In the absence of either written sources of information or material finds developed through archaeological research, Chárvat casts his net ever more broadly to find support for his various theses in regions and periods far removed from early medieval Bohemia. Thus the use of public spaces in Scotland for non-Christian rituals is presented, without notes, to provide an analogy for the putative Iranian- influenced religious ceremonies in the Czech lands (122). Going even further afield, Chárvat proposes that gift giving in Homer might provide a model for interpreting the relationship of honor and gift giving in Bohemian society.

In pursuing these highly imaginative but thoroughly flawed methods for interpreting a small part of the corpus of material finds now available for Bohemia, Chárvat missed an opportunity to analyze the political, cultural, economic, and social roles of the central places of Czech life in both Bohemia and Moravia, that is major fortifications such as Stare Meso, which have benefited from quite extensive excavations.

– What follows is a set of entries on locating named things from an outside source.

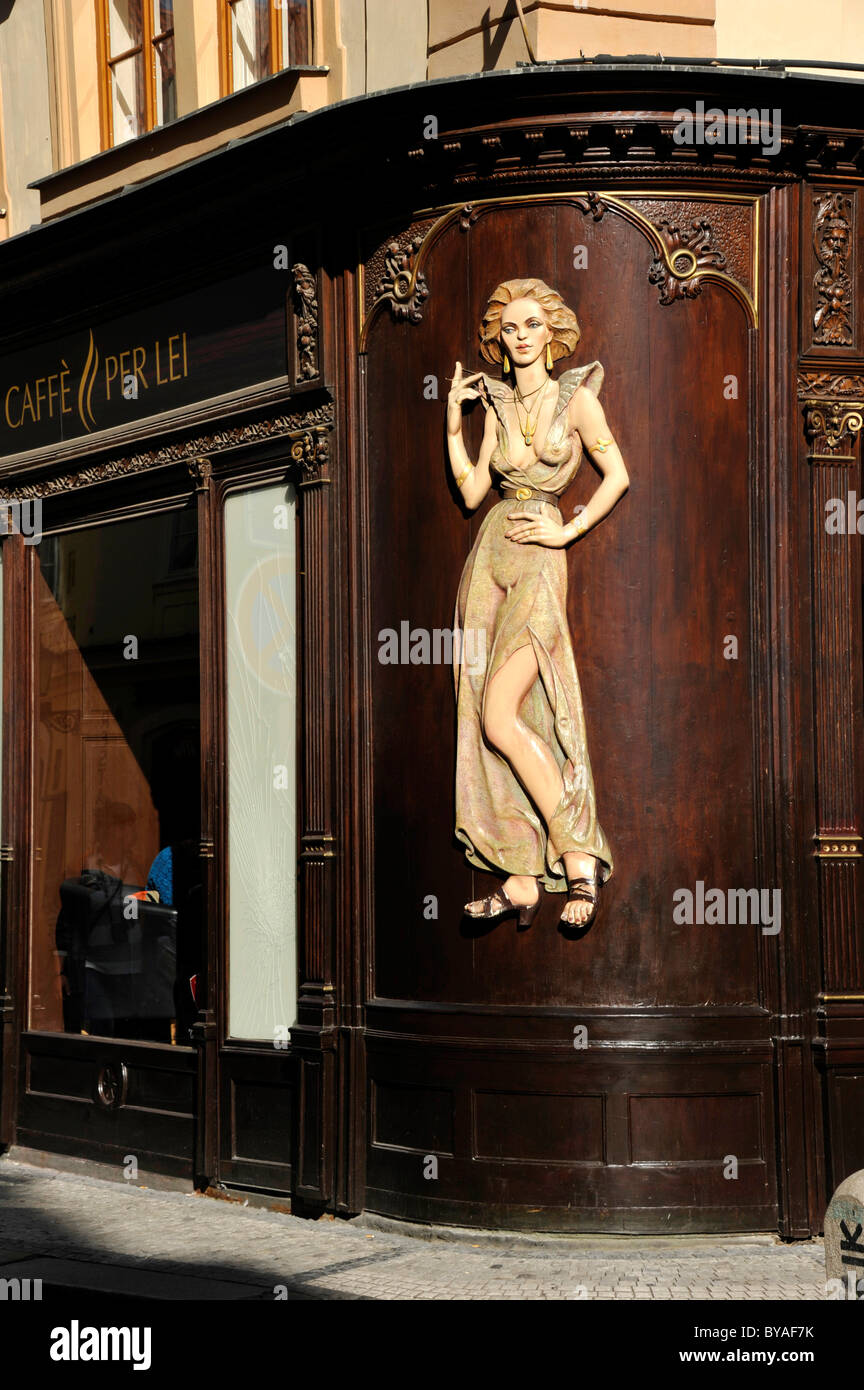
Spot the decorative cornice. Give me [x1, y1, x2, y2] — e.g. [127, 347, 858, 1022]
[813, 830, 861, 859]
[394, 115, 864, 202]
[3, 400, 333, 502]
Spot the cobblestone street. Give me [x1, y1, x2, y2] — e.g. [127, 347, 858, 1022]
[0, 1158, 825, 1301]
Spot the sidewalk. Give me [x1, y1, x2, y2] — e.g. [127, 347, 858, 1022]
[0, 1158, 825, 1301]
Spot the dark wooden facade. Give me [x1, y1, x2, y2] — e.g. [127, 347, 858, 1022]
[0, 68, 864, 1237]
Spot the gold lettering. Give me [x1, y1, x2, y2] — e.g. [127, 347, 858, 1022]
[106, 357, 118, 400]
[60, 357, 72, 416]
[4, 386, 21, 430]
[132, 348, 147, 391]
[168, 334, 183, 381]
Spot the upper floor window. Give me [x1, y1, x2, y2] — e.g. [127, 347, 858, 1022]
[96, 0, 176, 149]
[222, 0, 311, 93]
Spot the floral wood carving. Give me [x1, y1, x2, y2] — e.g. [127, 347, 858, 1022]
[804, 400, 864, 449]
[813, 193, 853, 348]
[649, 217, 726, 304]
[574, 193, 607, 222]
[3, 400, 333, 502]
[188, 456, 213, 492]
[372, 235, 429, 324]
[290, 430, 331, 488]
[290, 261, 318, 381]
[797, 371, 864, 398]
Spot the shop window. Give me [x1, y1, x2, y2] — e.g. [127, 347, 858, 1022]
[29, 513, 204, 1044]
[225, 484, 297, 1044]
[222, 0, 311, 93]
[96, 0, 176, 149]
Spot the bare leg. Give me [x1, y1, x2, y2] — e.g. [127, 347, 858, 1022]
[470, 644, 595, 926]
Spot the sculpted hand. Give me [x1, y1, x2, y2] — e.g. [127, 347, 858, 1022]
[447, 361, 486, 434]
[504, 512, 568, 550]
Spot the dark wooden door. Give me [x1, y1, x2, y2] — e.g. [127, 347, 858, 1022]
[365, 195, 783, 1230]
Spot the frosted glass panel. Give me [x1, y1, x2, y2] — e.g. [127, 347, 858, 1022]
[225, 484, 297, 1041]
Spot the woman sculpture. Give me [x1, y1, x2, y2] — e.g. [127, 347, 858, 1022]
[447, 278, 629, 927]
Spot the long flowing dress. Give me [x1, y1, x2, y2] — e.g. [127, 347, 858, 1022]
[453, 361, 613, 892]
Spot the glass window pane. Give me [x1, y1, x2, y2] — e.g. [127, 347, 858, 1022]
[225, 484, 297, 1043]
[231, 0, 269, 92]
[108, 0, 143, 58]
[111, 53, 144, 145]
[153, 38, 176, 125]
[276, 0, 310, 68]
[150, 0, 174, 38]
[29, 513, 204, 1044]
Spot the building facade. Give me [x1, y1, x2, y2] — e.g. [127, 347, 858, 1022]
[0, 0, 864, 1237]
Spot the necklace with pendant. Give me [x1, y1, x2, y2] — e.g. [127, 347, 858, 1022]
[513, 377, 551, 448]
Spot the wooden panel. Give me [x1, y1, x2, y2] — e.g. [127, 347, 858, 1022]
[17, 1033, 197, 1176]
[371, 1083, 453, 1154]
[368, 195, 760, 1006]
[472, 1091, 604, 1163]
[365, 1037, 776, 1232]
[631, 1090, 767, 1165]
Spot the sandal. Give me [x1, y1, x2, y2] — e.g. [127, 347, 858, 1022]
[465, 884, 543, 927]
[561, 859, 603, 929]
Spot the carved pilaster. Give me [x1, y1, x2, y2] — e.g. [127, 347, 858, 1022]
[290, 261, 318, 381]
[813, 193, 854, 348]
[799, 386, 864, 995]
[300, 431, 338, 1000]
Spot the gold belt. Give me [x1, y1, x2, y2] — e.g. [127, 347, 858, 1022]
[501, 488, 558, 507]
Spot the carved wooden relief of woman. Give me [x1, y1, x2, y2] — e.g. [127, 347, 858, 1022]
[447, 278, 629, 927]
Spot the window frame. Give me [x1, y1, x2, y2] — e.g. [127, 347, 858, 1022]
[96, 0, 176, 150]
[219, 0, 313, 96]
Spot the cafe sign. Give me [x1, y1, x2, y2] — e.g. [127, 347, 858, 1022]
[0, 267, 288, 456]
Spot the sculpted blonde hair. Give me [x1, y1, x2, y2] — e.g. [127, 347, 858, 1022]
[479, 278, 582, 363]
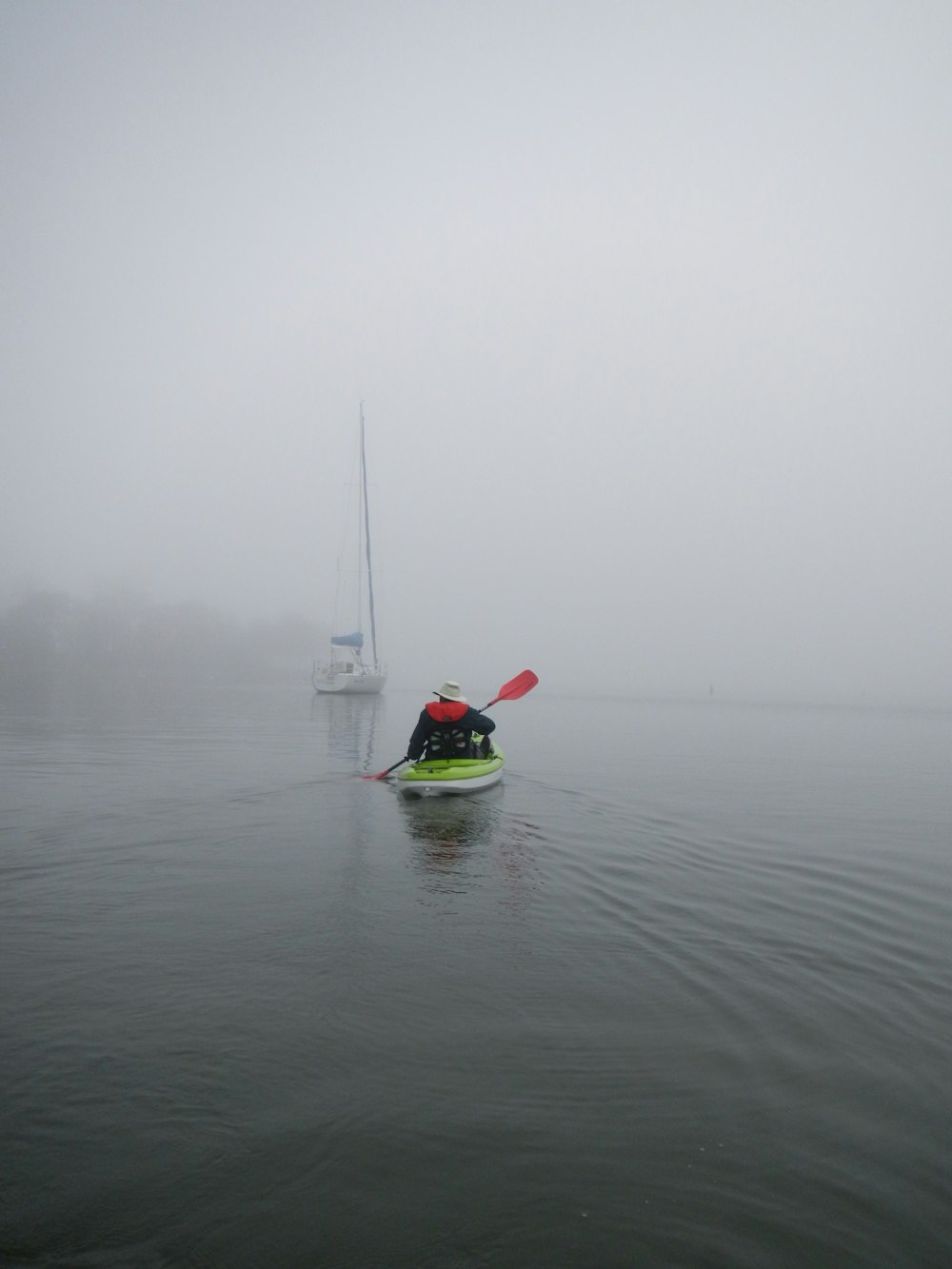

Stare Meso was a massive fortress protected during the ninth century by a circuit of walls measuring more than 2,100 meters, making it equivalent in size to the Roman fortress cities of the west. By estimating the construction costs of such a fortress, identifying the size of the garrison that it required for defense, and analyzing the support systems that were in place to maintain Stare Meso and its many contemporary fortresses, Chárvat would have gone a long way toward identifying the practical reality of the Czech-speaking political, economic, and military life in Moravia.

In sum, Chárvat deserves considerable credit for attempting to write the history of early medieval Bohemia on the basis of archaeological materials, supplemented where possible by a limited corpus of information that is available in surviving written works. However, as Chárvat, himself, observes in his "postscript," he has pushed his model much farther than the available sources will permit. This text is not suitable for undergraduate audiences, and likely will be of little use to graduate students or to scholars other than as an introduction to some of the Czech-language literature dealing with the history of early medieval Bohemia and Moravia.